An article by Spanish newspaper El Pais featured the preparation of pachamanca, an ancient Andean dish that a journalist tried on his way to Nazca city (Ica region) south of Lima.
The writer tells his own story on how he experienced this Andean ritual at Wasipunko, a hotel on the outskirts of Nazca city, owned by Olivia Sejuro.
He did not hesitate to taste it when he heard the place was going to serve pachamanca —an Andean ritual dish that dates back to ancient times in this part of the Andean mountain range.
According to
the article, some people think records about its preparation may be available in archaeological remains dating back 7,000 or 8,000 years ago to the Neolithic.
Pachamanca is not an everyday dish, but a ritual preparation and the origin of a monumental festivity that celebrates life and Mother Earth's fertility.
Its preparation involves a variety of Andes' daily ingredients (potatoes, sweet potatoes, corn, field beans or cassava) and culinary luxury (pork, beef, mutton, guinea pig, chicken, llama or alpaca).

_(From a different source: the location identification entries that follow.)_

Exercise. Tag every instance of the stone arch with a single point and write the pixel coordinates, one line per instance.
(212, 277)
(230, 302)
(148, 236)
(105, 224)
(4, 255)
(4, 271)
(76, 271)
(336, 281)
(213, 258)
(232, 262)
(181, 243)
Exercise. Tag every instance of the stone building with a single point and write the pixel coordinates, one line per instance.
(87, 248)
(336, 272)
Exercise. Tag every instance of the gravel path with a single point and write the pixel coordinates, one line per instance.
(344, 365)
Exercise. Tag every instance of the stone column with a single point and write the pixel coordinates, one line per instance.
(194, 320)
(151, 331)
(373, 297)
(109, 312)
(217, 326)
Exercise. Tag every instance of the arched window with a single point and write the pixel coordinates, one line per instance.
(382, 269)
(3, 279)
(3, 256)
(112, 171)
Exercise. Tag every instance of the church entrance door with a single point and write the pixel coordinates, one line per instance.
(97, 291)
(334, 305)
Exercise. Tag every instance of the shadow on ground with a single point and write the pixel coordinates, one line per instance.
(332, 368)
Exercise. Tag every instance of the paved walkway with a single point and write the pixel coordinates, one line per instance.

Aromatic herbs are a must for flavorful cooking in the Peruvian highlands. Huacatay, paico, chincho and muña may be good options in this case.
Ingredients may vary but special attention must be put on the cooking process. This traditional dish is based on the baking —with the aid of hot stones in an earthen oven— of different types of meat marinated in spices.
The article notes the way Sejuro turned a generally massive ceremony into a private and almost familiar activity.